Mark this day in your calendars, folks, because today is a banner day in the history of cinematic entertainment. Today, Blockbuster is dead. Would that I could only be the first to piss on its rotten grave.
From Time Magazine:
Blockbuster’s brick and mortar locations will be extinct by New Year’s Day.
Although physical Blockbuster stores have been few and far between, parents company DISH announced Wednesday that it will shutter the doors of the last 300 U.S. stores by the end of the year and end its by-mail DVD distribution service by early January.
“This is not an easy decision, yet consumer demand is clearly moving to digital distribution of video entertainment,” DISH CEO Joseph P. Clayton said.
Instead, Blockbuster will focus on streaming content to DISH customers.
In case you don’t remember the dark decade between the mid nineties and mid 2000s that perhaps not-coincidentally also saw the rise of Limp Bizkit, it was a time when the Viacom-owned (as of 1994, when it bought it for $7.6 billion) juggernaut Blockbuster Video invaded every town, pushing out independent video stores that nurtured slacker film-dork clerks like Quentin Tarantino who spent all day watching obscure and esoteric movies and stocked porn behind a brown curtain, and replaced them with blue-and-yellow monuments to fascism, that played an endless loop of whatever big-budget crap its parent company was shilling and by 2000 was earning 16% of its total income (to the tune of $800 million) through onerus late fees. I’m no ma-and-pop store romanticist, and if the independent coffee shop sucks I’ll happily go to Starbucks, but Blockbuster was a store with a shitty selection that eliminated its competition through ruthless corporate agreements and shrewd real estate deals, and once it was the market leader, used its relative monopoly to increase profits by buttf*cking its own customers. Who doesn’t remember having to change phone numbers during the late 90s and early 2000s to try to escape multiplaying late fees? How many even poorer souls had one of their earliest, shittiest jobs there? Blockbuster was the only game in town back then, and that game sucked worse than “Nookie.”

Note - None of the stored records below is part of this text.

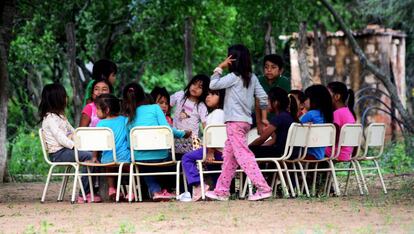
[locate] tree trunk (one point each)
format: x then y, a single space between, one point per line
188 48
270 47
73 71
378 73
8 12
319 32
302 58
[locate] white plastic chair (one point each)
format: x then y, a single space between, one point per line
350 136
97 139
375 136
65 174
152 138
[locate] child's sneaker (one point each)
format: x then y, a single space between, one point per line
96 198
259 196
213 196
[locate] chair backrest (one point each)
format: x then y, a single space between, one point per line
296 137
94 139
321 135
44 147
351 135
375 136
151 138
215 135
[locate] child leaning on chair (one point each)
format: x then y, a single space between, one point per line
319 104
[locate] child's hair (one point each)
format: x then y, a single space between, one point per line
301 95
242 65
321 100
161 92
221 93
275 59
111 88
346 95
284 100
103 68
133 95
108 103
53 100
205 81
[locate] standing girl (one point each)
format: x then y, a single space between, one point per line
214 102
343 104
161 97
108 108
242 86
89 118
284 111
58 132
319 104
140 113
190 110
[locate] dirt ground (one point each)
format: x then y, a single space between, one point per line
21 212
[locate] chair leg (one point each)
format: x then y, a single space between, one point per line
335 181
62 186
380 175
42 200
200 169
361 191
90 185
282 180
177 185
292 190
305 184
364 183
118 186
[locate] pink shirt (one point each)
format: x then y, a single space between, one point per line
90 111
342 116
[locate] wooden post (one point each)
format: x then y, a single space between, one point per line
188 48
303 65
73 71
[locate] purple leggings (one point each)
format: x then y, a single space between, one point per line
236 153
189 162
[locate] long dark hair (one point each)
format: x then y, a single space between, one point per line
221 93
205 83
242 66
321 100
103 68
53 100
346 95
133 95
286 102
108 102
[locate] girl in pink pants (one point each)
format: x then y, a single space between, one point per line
242 86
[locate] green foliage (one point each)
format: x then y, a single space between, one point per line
27 157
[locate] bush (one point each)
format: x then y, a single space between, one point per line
26 156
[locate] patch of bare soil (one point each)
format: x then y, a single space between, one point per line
22 212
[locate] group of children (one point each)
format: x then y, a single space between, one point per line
230 99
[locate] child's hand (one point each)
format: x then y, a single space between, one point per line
225 64
187 133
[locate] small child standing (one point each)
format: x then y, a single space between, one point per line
319 104
162 97
279 103
108 108
190 110
214 102
343 104
89 117
58 132
242 86
102 70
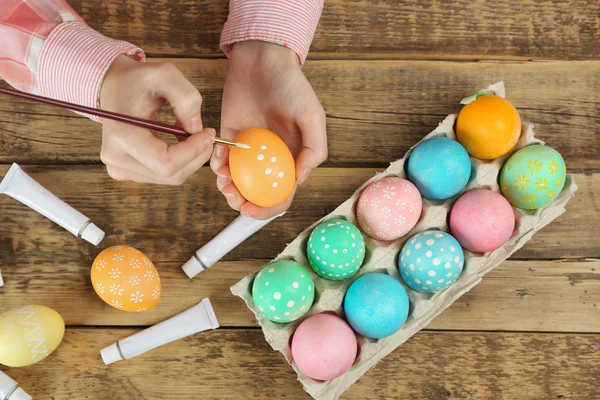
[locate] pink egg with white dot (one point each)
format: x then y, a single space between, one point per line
389 208
324 347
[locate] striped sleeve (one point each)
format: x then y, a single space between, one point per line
290 23
47 49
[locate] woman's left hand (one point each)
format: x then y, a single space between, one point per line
266 88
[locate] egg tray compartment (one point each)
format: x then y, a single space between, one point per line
382 257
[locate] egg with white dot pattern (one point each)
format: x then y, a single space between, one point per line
431 261
336 249
265 174
283 291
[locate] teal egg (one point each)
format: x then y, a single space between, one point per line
336 249
533 176
283 291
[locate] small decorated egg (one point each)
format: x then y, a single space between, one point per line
336 249
283 291
324 347
439 167
533 176
389 208
126 279
482 220
265 174
431 261
376 305
29 334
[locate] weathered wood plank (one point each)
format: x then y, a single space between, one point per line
376 109
235 364
171 223
409 29
541 296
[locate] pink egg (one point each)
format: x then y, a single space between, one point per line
324 346
482 220
389 208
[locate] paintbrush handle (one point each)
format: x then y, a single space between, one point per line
142 123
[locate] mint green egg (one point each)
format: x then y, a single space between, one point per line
336 249
533 176
283 291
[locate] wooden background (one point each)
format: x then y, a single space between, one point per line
386 72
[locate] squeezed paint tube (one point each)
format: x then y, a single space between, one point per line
199 318
228 239
10 390
20 186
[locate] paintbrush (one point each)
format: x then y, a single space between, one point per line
142 123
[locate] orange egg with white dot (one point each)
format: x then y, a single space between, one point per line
126 279
265 174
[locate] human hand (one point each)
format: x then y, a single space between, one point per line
137 154
266 88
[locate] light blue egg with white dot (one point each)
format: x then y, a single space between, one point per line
431 261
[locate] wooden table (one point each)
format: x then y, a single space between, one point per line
386 72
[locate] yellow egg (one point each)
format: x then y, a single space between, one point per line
126 279
265 174
29 334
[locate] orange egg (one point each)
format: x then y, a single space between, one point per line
265 174
489 127
126 279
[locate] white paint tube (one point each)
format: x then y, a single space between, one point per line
228 239
10 390
20 186
200 317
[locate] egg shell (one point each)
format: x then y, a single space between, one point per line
482 220
533 176
336 249
283 291
431 261
389 208
29 334
439 167
489 127
324 347
376 305
265 174
126 279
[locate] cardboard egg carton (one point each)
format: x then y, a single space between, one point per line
382 257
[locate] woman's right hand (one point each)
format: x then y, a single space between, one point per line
136 154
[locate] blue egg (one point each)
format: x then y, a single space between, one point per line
431 261
440 168
376 305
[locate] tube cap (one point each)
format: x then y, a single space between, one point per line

Blockbuster belongs in the all-time awful company hall of fame, next to Comcast and Time Warner. And while their government-granted freedom from competition will keep the latter two in business for the forseeable future, let us all celebrate the death of their compatriot, the once-invincible swill-shilling money extractor known as Blockbuster Video. Good riddance, Blockbuster, you horrible, awful, no-good, soul-sucking afterbirth. Rest in piss, you big bag of shit-stained dildos.